The recent extension of existing incentives for electric vehicles (EVs) will support French new-car demand in the coming months, but supply will ultimately dictate the market’s performance in 2022.
The volume forecast has been held at 1.57 million units, 5.2% lower than in 2021, but next year’s outlook has been reduced to 1.88 million new-car registrations, equating to growth of 19.7%. This remains 15% lower than the 2.2 million new cars registered in 2019, prior to the COVID-19 pandemic.
SAAR soars in Italy
Industry association ANFIA reports that 71,190 new cars were registered in Italy last month, 9.9% more than a year earlier. This marks the first monthly market expansion since June 2021 and the SAAR, at 1.73 million units, was at its highest level since December 2020.
However, aside from the catch-up effect from July, the growth in August was against a low base of comparison in 2021.
‘The positive sign in August, a month with traditionally low volumes, derives largely, as in the previous month, from the comparison with a particularly black August 2021, which had closed with a trend decline of 27.3%,’ said Paolo Scudieri, president of ANFIA.

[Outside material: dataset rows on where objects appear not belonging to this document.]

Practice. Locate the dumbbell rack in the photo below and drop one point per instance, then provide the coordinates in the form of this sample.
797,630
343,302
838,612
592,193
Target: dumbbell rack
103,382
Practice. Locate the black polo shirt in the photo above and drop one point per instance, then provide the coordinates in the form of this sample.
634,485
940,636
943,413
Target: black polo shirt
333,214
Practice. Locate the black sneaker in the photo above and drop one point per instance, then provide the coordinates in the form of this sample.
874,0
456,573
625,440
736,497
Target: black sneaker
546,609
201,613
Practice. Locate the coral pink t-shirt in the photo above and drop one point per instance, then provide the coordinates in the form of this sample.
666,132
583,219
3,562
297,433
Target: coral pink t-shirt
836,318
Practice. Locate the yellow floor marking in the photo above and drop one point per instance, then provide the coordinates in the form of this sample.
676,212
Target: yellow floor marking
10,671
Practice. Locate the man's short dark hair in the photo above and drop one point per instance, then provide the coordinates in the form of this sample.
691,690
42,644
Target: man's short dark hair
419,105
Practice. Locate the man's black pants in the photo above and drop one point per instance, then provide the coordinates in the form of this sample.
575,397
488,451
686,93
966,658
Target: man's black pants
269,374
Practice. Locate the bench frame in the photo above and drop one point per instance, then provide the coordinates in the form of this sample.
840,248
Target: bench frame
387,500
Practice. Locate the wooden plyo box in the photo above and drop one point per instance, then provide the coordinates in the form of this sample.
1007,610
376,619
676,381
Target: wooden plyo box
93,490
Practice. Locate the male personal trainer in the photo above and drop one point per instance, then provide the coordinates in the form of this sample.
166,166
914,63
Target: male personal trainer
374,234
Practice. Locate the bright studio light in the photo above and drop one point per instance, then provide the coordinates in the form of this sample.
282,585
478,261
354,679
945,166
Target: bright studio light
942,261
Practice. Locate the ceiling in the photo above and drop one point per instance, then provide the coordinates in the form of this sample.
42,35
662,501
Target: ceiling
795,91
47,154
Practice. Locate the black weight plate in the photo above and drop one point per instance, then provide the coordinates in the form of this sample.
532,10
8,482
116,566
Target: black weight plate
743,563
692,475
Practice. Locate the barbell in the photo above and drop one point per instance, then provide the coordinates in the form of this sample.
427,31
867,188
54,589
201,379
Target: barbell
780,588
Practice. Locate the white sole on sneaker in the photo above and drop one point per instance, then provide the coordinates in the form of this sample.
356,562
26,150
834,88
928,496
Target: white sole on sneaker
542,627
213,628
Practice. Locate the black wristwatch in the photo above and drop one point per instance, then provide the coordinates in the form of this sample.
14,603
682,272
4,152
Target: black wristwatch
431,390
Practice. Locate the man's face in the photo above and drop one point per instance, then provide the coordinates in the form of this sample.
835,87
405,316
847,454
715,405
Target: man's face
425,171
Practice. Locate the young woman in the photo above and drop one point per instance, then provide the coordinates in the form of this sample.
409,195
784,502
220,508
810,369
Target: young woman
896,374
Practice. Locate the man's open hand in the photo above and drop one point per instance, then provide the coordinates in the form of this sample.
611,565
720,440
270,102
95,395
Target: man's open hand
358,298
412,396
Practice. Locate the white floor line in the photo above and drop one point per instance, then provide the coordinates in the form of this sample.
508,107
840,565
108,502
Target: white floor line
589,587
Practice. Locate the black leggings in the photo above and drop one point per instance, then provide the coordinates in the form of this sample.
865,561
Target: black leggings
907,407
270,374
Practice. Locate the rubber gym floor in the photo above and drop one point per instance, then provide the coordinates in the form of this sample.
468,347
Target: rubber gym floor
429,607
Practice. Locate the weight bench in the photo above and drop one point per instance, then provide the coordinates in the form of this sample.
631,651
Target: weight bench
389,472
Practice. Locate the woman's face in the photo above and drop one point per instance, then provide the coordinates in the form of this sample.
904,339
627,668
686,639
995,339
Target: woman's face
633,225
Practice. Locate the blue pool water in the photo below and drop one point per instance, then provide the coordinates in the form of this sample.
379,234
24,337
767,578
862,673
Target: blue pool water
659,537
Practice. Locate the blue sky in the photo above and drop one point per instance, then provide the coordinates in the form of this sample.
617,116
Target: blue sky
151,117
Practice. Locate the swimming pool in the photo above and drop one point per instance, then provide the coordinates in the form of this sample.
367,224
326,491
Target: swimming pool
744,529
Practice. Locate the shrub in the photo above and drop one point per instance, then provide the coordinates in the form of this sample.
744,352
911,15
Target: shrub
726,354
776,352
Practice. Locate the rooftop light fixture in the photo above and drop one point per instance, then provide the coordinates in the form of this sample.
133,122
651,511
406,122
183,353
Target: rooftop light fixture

Aside from supply challenges and inflationary pressure in Italy, new-car registrations were restrained as consumers awaited the reintroduction of purchase incentives announced in April. As these were reinstated on 25 May, the recovery of demand, especially for EVs, is materialising.
Moreover, at the beginning of August, the Italian government extended the availability of the incentives to rental and leasing companies, which were previously excluded, and is supporting the installation of charging points in apartment buildings.
Nevertheless, new-car demand will invariably suffer as businesses and consumers face higher energy costs and broader inflationary pressure.
‘We therefore call on the current government and all political forces to further measures to compensate for high energy prices as soon as possible. For the next government, moreover, we hope that it will continue the plan to reconvert the automotive sector,’ commented Scudieri.
Autovista24 has maintained its forecast for 2022, at 1.37 million units, but has lowered the outlook for 2023 to fewer than 1.7 million units. At this level, the market would be 11.5% smaller than in 2019.
Private buyers hold back Spain
A total of 51,907 new cars were registered in Spain during August, according to ANFAC, the country’s vehicle manufacturers’ association. The year-on-year growth, of 9.1%, was the first since February, and the SAAR was the highest for any month in 2022, at 878,000 units. Accordingly, the year-to-date contraction has reduced to 9.4%, but the recovery remains fragile.
'A change in trend is not expected, given the current economic context with inflation at 10.4% and geopolitical tensions. In fact, the data for the last month is 30.3% lower than the 74,490 passenger cars sold in August 2019, when a serious pandemic was not expected,’ ANFAC stated.
Tania Puche, communications director of GANVAM also emphasised that sales to private buyers, which indicate the true health of the market, have been especially low because the ‘current climate of economic uncertainty does not invite buying.’
‘This weakness in demand is evidenced by the fact that, in a context of lack of supply derived from the supply crisis, the remaining vehicles have not gone to the private channel - which is the one that is prioritised because it is the one that contributes the most profitability - but to the rental companies,’ Puche added.
In this unfavourable climate, Autovista24 has not amended its forecast for 2022, which anticipates 813,000 new-car registrations, marking a year-on-year decline of 5.4%. For 2023, the market is no longer expected to exceed the one-million mark.